How Technology Is Opening The Way for Financial Inclusion Of World’s 2 Billion Unbanked



Consider some of the services you probably rely on your bank to provide: safekeeping, payments processing, and the occasional credit. Your bank also likely facilitates certain intangibles: your sense of financial inclusion, job market participation, and household security. Without these you would easily be vulnerable to potential exclusion and economic prejudice.

Access to basic financial services is so critical to security and development that it is listed as the top target set forth in the UN Sustainable Development Goals to end poverty. For more than 2 billion people banking services still remain out of reach (source: World Bank). Traditional banking services may be complex, expensive, and difficult to access. Barriers include lack of local banking infrastructure within reasonable distance and high expenses to open accounts. In addition, some 1.5 billion people lack the necessary personal identification documents to open a bank account (source: World Bank) – preventing them from taking even the most basic steps to integration.


More than 2 billion people lack banking services

Humaniq, a London-based fintech startup, is a next-generation bank offering solutions for the world’s unbanked population. Combining its vision for economic empowerment and community building with the latest innovations in blockchain technology, mobile, biometrics, and artificial intelligence, Humaniq aims to provide a technology platform for financial inclusion services for those who lack practical, affordable banking solutions.

Dinis Guarda, CEO of Humaniq, is a vocal proponent of global sustainability initiatives. In founding Humaniq, he joined with fellow co-founders Alex Fork and Dimitry Kaminsky to seek a way to use advanced technologies to solve humanity’s most pressing challenges. “The biggest challenge at the moment is that a big proportion of the world’s population is filtered-out from the technology around them. They don’t see the future of work and all the disruption that is going on,” explains Guarda. “At the same time, we have new disruptive technologies, a lot of them foundational technologies, like blockchain, as well as IoT and AI. These technologies are creating a fast transformation in the way we consume information, the way we deal with our economic and social models, and the way we deal with economics.”

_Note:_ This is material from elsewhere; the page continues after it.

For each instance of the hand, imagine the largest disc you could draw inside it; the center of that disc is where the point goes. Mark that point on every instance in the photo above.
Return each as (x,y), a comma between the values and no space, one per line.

Integrating Mobile, Biometrics, and Blockchain Technology

While almost half of the world’s population lacks basic financial services, a sizable portion owns a mobile phone. Humaniq’s specialty – which distinguishes it from simply being yet another mobile wallet app – is its innovative combination of mobile technology, biometrics, and blockchain technology. To access Humaniq’s app, all that will be required of a user is a mobile phone with a camera.

The use of biometric identification offers a twofold advantage. On the one hand, it simplifies the user experience, so that even a novice can use the service. One the other, biometrics provide a sophisticated layer of security through facial recognition algorithms and neural networks that can verify user identity upon each login. This concept, known as proof of face, is based on a series of photos, video recordings of facial gestures, and the user’s speech. “Biometric, because from the UI and UX we want to make sure it is possible for anyone to use it,” says Guarda. “Especially in India, there is a study showing approximately 1 billion people who do not exist in terms of documentation; so we want to make sure through biometrics that we can integrate people in the digital economy.”

Priority on Building a Solid Community

Established in July 2016, Humaniq has moved swiftly to build a sustainable business model as well as a technology model that supports expansion of its platform and ecosystem. In April, the startup achieved a major milestone with the initial coin offering (ICO) of its HMQ token. The sale attracted 12,000 investors and netted close to USD$5.2 million. “With this, we are now building the beta version of our app,” says Guarda. “We did our first pilot project in India. With these pilot projects, we are testing the technology, and as we get a much bigger capacity to understand [users’] needs, we are going to scale these and take things to the next level.”

Users of the Humaniq app will hold HMQ tokens as the chief value denomination within the community. These tokens will be exchangeable into bitcoins, and then into dollars, euros, or other standard currencies. Two crypto-exchanges already accept HMQ tokens. As the community grows and becomes more sustainable, it is expected that it will become much easier to exchange tokens than to go through currencies and traditional exchanges. Community is an integral part of Humaniq’s mission. “The challenge of building a solid community is essential, because if we don’t build a solid community, it won’t scale,” says Guarda.

In July, Humaniq plans to make its service available via pilot projects in Africa, Asia, and South America. Ultimately, the service will be available to anyone anywhere, facilitating an exchange between the developed world and developing countries; so that, for example, someone working in Germany will be able to send money back to her family in Africa. Guarda says, “We want to make sure that Humaniq is not merely an app, but a social-good ecosystem for humanity.”